How App Store Rankings Affect Developers and Gamers

An informal petition has been launched among iOS app developers, each stating their views on why Apple should remove its chart system from the App Store. Instapaper creator Marco Arment is one of the many voices pleading for Apple to remove the lists, and his reasoning is incredibly sound.

On his personal blog, Arment examines why Apple should remove top lists, but the major reasons are all generally common sense. App developers compete for the few spots on the App Store’s top paid apps list, as this chart drives consumer downloads under the idea that “if it’s popular, it must be good.” In reality, this hive mind mentality only encourages developers to care less about the actual product they’re selling, and more about undercutting the competition to stay on top of the charts.

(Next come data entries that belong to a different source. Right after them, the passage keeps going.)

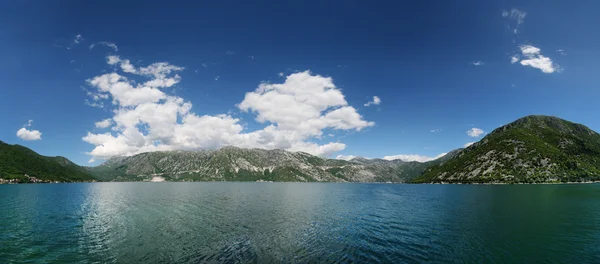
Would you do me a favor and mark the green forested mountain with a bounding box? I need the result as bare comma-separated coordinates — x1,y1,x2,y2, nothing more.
0,141,93,182
0,116,600,183
414,116,600,183
90,147,446,182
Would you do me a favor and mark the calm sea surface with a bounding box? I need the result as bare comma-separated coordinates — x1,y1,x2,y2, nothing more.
0,183,600,263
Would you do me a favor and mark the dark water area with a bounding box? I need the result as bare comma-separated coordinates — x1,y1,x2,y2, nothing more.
0,183,600,263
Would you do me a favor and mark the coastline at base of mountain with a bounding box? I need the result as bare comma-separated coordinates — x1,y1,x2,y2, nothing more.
0,116,600,184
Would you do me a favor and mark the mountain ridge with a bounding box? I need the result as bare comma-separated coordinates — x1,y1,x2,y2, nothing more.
413,115,600,183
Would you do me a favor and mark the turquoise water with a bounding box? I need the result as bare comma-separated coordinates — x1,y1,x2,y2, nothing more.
0,183,600,263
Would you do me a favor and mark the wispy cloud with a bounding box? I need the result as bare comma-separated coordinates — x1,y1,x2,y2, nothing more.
89,41,119,52
383,153,448,162
17,120,42,141
94,118,112,128
467,127,485,137
511,45,560,73
335,155,356,161
364,96,381,107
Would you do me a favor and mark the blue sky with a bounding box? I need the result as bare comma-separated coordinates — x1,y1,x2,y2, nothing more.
0,1,600,165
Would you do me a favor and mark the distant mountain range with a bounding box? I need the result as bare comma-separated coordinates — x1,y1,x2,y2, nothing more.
414,116,600,183
0,116,600,183
0,141,94,183
90,147,454,182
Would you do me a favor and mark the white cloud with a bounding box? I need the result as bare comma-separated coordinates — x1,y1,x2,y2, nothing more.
467,127,485,137
510,55,519,64
511,45,560,73
364,96,381,106
82,56,374,159
90,41,119,52
383,153,447,162
335,155,356,161
502,8,527,34
94,118,112,128
502,8,527,25
73,34,83,44
17,127,42,140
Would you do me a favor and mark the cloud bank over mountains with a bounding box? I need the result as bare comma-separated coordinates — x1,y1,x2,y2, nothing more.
82,55,375,162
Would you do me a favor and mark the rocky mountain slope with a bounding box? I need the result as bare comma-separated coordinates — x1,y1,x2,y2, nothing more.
0,141,93,182
90,147,454,182
413,116,600,183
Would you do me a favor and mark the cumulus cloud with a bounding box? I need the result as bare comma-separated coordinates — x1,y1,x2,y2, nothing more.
335,155,356,161
383,153,447,162
17,120,42,140
510,55,519,64
511,45,560,73
90,41,119,52
94,118,112,128
467,127,484,137
82,56,374,159
364,96,381,106
502,8,527,34
73,34,83,44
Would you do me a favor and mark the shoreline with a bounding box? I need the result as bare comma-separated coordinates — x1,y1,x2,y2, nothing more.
0,180,600,185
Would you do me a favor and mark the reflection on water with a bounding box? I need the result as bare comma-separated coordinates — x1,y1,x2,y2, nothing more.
0,183,600,263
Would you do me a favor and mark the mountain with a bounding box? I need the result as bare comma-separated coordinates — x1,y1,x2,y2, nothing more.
89,147,448,182
0,141,94,182
413,116,600,183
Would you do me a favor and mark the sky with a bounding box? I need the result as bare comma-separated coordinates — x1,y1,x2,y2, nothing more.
0,1,600,166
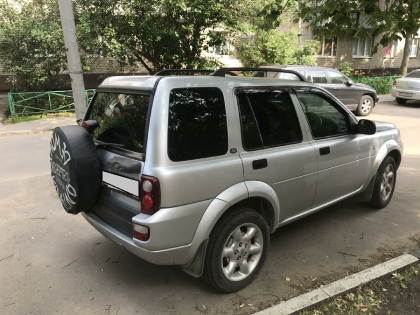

“Developers will optimize for whatever factor is being rewarded. The “top” list simply rewards developers for getting as many people as possible to buy or download the app once,” says Arment. “There’s no reason to optimize for longer-term satisfaction or higher engagement after purchase.”

This drive for the top spot hurts consumers who are often fooled by companies that pay to have their app’s popularity artificially inflated through fake downloads, but Quote-Unquote Apps’ John August goes one step further to detail how this practice hurts developers as well.

August’s example sees a developer pricing a $10 app for $1, just to earn that coveted place on the top app charts. “For that reason alone, you might pick that price even though you now have ten times the customers to support,” August says. “By pricing it for the masses, you’re dealing with the masses.”

For all of these reasons, August believes the best-selling charts shouldn’t be available to the public eye. “Charts encourage developers to focus on competitors rather than customers. So get rid of ‘em,” he says. In doing so, developers can get back to what matters over the long term: creating quality apps rather than flooding the store with clones that are downloaded once and never used again.